Texas looks to Supreme Court to block Confederate license plates
/Texas Department of Motor Vehicles
Texas is fighting to block license plates featuring the Confederate flag. Its battle with the Sons of Confederate Veterans has lasted five years, longer than the Civil War.
AUSTIN — The legal sparring between Texas and supporters of a Confederate battle flag license plate has rumbled into its fifth year, even longer than the Civil War.
In the latest volley, the attorney general’s office has turned to the U.S. Supreme Court to help block the flag logo and other unwanted images on government-issued plates.
The state had long held off a Southern heritage group wanting to sell the tags until it sued and won last month in a federal appeals court. Now, the state has asked the Supreme Court to intervene because of conflicting decisions in similar cases across the country.
If they take up the case, the justices will be tackling a raucous freedom-of-speech dispute between the symbol’s backers, who say it honors Confederate veterans, and opponents, who say it’s racially offensive.
At stake: how much power states have in regulating controversial messages on government-issued property.
“The issue is ripe for this court’s resolution,” the attorney general’s office said in an Aug. 7 filing that outlined its arguments against the Sons of Confederate Veterans’ tag.
The group, which has clashed with the state since 2009 over the plate, has until early October to respond. It’s expected to highlight the appeals court’s opinion that the Department of Motor Vehicles engaged in “viewpoint discrimination” when it rejected the proposal.
John McConnell, the group’s attorney, has said that displaying the flag is protected free speech that can’t be restricted simply because it might upset someone.

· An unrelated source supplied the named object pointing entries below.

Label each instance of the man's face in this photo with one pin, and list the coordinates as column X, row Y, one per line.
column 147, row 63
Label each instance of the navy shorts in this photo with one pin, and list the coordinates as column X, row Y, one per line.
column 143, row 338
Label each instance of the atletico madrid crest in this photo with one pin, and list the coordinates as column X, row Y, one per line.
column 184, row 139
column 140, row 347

The 5th Circuit Court of Appeals’ panel in New Orleans, siding with the veterans group, also said the DMV’s standards for what qualifies as offensive were too vague.
Attorney General Greg Abbott’s office, representing the agency, said that court erred, leaving it unclear whether Texas could exclude “profanity, sacrilege or overt racism.”

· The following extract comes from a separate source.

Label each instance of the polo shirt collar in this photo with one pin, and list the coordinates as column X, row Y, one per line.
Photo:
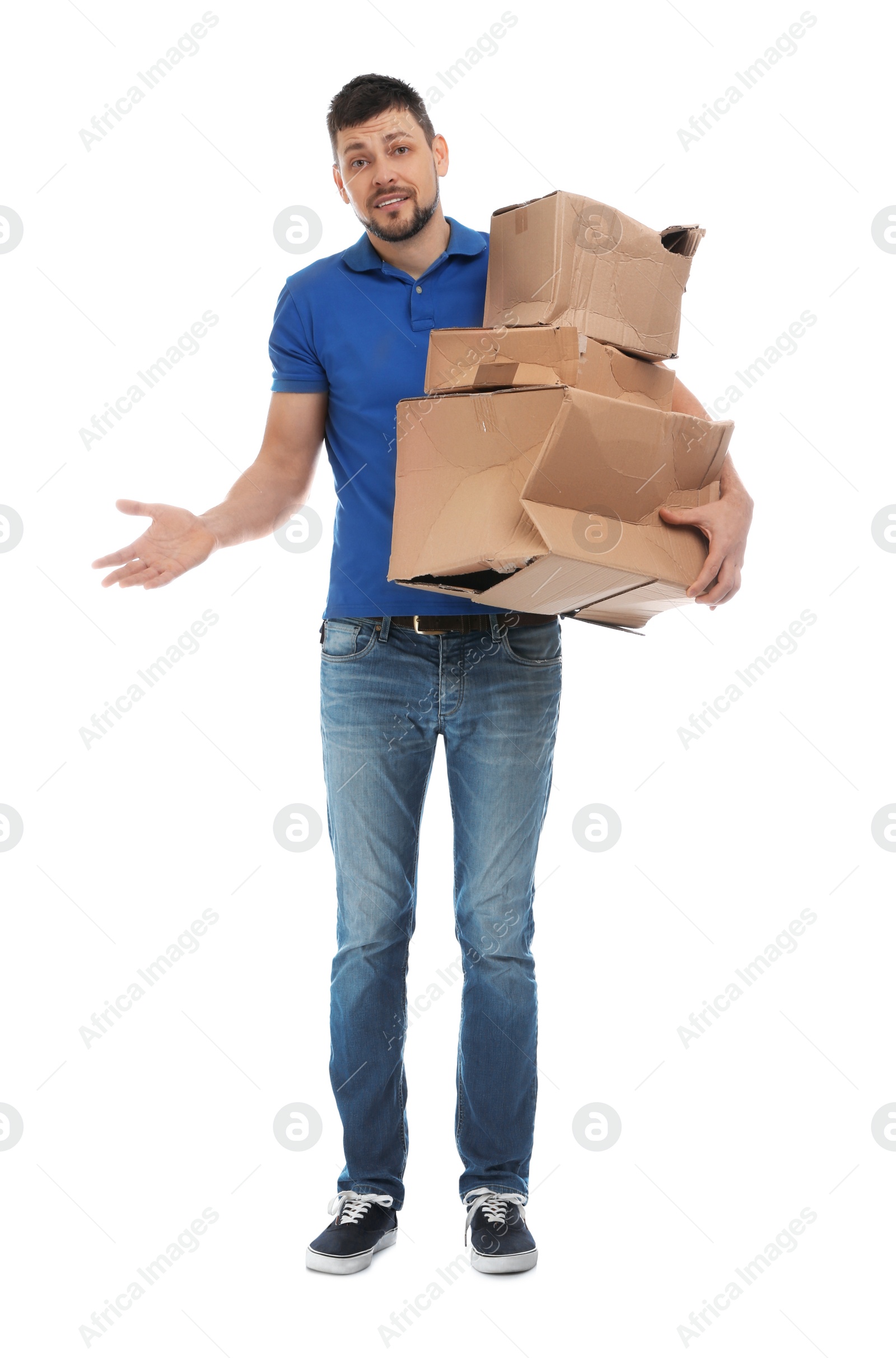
column 363, row 257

“The notion that the Constitution requires states to maintain viewpoint neutrality when deciding whether to issue specialty license plates is unworkable and leads to absurdities,” the state said.
The plate, with the words “Sons of Confederate Veterans 1896” encircling the red battle flag of blue bars and white stars, remains in limbo until the case is resolved.
Nine other states allow it. In seven of them, the Tennessee-based veterans group had to sue to get the plates. Those courts largely declared the emblem private speech that a government cannot restrict.
When it convenes next month, the Supreme Court will sift through nearly 10,000 petitions before picking the 80 to 90 cases it will hear in the session that ends in mid-2015.
Peter Scheer, executive director of the First Amendment Coalition, a California-based advocacy group, said he couldn’t predict if the court will take the Texas case. But he noted it looks for issues that have split lower courts and “cause people on both sides to get elevated blood pressure when they talk about it.”
The DMV has said that because the state manufactures and issues license plates, it should not be forced to put out designs the public opposes.
It received hundreds of comments against the plate. Elected officials, religious leaders, NAACP members and other critics called it a hurtful reminder of slavery.
The veterans group applied for the tag through a procedure separate from Texas’ specialty vendor, My Plates. The group said that the plate commemorates Confederate soldiers and that it would use the proceeds to fund memorial projects.
AT A GLANCE/Fight over license plates
Yes, then no: In 2009, a state Transportation Department advisory group voted in favor of the battle flag plate sought by the Sons of Confederate Veterans. Other agency officials didn't accept that, concerned about the uproar it had caused in other states. Without publicly disclosing the first vote, department leaders sent the proposal back to the advisory group. This time, it failed.
New agency, same outcome: The newly created Department of Motor Vehicles took over license plate approval duties in late 2009. Two years later, when the Confederate plate sponsors renewed their request, the DMV board deadlocked on a 4-4 vote. In November 2011, it unanimously rejected the plate, 8-0.
Turning to the courts: The veterans group in December 2011 sued the DMV in federal court. U.S. District Judge Sam Sparks in April 2013 said the state had authority to reject offensive designs. The group then took the case to the 5th Circuit Court of Appeals in New Orleans, which in July upheld its suit.
Next step: The appeals court ruling means the state would have to allow the plate. That’s now on hold as the state attorney general’s office, representing the DMV, has asked the U.S. Supreme Court to intervene in the case.